The statement said Macron urged a return to peace, "and also communicated to his counterpart his concern about the civilian population in Gaza".
Gaza's health minister said 119 Palestinians had been killed, including 31 children, while more than 830 have been wounded.
The toll on the Israeli side is much lower at eight dead, including a six-year-old boy and a soldier.
The protest ban has caused a split among French politicians, with Macron's centre-right party and the right-wing opposition supporting the move, but leftists calling it an unacceptable attack on freedom of expression.
Paris mayor Anne Hidalgo, a Socialist, said the government had made a "wise" decision.
Interior Minister Gerald Darmanin on Thursday told police chiefs elsewhere in France to keep a close eye on planned demonstration and also ban them if necessary, and to bolster police protection of the Jewish community in France.
Many social media users slammed a tweet in which Darmanin discussed his request to the Parisian police.

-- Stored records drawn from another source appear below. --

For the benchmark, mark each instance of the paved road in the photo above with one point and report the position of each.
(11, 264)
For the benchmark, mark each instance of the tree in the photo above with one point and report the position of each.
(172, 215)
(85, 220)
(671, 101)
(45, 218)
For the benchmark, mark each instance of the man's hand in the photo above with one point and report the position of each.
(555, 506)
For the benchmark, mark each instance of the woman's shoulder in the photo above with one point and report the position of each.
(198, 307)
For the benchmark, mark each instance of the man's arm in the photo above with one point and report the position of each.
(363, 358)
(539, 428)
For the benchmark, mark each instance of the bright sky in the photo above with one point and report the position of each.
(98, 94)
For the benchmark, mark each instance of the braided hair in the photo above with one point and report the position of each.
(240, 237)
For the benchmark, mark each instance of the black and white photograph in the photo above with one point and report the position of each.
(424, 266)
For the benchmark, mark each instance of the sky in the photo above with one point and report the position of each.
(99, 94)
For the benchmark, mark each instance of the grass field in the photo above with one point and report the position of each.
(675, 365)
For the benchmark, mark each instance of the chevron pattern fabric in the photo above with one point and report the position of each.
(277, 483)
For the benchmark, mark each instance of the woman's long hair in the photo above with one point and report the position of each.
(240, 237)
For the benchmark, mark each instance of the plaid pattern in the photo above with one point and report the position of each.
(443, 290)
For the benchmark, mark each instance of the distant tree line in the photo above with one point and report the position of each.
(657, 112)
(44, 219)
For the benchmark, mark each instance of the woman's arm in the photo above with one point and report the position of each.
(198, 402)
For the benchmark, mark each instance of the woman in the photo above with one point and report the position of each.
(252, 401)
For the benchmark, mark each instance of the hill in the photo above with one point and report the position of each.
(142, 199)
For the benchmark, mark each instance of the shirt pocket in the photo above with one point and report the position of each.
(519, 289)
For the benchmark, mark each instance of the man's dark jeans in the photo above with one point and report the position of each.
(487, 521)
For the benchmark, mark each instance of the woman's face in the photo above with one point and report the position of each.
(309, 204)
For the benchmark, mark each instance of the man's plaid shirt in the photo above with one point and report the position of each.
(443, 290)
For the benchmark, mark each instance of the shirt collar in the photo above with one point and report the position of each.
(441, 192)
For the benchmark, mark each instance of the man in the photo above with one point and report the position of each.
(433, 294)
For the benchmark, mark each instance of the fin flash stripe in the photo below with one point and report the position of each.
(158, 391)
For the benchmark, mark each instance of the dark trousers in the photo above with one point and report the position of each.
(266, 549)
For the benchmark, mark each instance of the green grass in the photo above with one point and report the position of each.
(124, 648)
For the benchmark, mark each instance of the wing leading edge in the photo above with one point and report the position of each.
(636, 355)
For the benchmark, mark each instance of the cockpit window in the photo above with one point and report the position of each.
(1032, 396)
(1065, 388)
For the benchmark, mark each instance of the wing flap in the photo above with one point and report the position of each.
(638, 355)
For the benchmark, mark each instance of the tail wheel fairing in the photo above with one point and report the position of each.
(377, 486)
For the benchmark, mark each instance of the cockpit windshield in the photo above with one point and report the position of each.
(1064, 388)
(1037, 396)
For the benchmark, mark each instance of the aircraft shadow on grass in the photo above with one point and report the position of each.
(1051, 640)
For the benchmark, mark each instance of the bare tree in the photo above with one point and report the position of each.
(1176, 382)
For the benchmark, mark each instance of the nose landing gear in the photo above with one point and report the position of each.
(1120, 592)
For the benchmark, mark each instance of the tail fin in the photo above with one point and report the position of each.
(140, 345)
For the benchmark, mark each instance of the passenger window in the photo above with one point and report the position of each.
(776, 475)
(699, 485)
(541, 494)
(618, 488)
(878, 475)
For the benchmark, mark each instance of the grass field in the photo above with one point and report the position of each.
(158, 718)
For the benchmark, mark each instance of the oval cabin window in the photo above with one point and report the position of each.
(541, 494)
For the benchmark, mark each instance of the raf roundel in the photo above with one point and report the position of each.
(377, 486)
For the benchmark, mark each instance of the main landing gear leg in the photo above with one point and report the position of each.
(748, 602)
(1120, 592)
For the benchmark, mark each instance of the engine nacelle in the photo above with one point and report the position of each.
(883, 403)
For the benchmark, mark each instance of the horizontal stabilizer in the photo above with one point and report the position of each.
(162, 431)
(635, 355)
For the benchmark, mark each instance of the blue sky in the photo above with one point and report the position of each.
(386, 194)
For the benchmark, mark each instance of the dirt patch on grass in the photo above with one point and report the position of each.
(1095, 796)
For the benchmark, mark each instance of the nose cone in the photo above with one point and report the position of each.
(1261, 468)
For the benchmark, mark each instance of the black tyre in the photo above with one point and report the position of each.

One wrote: "What do you call a country where the government systematically prohibits protests that displease it?
Darmanin told reporters Friday that protests had also been banned in Marseille in southern France, and Strasbourg in the east.
However, police headquarters for the Marseille region told AFP that the protest could still go ahead, but would have to be stationary.
Police in Lyon and Bordeaux told AFP that there were not restrictions on the rallies.
More Jews live in France than anywhere else in Europe. Worldwide, only Israel and the United States have bigger Jewish populations.
The escalating situation in Palestine-Israel was sparked by Israeli abuses in occupied East Jerusalem: aggression at Al-Aqsa Mosque and the long-running attempt to expel families in the Sheikh Jarrah neighbourhood from their homes in favour of Jewish settlers.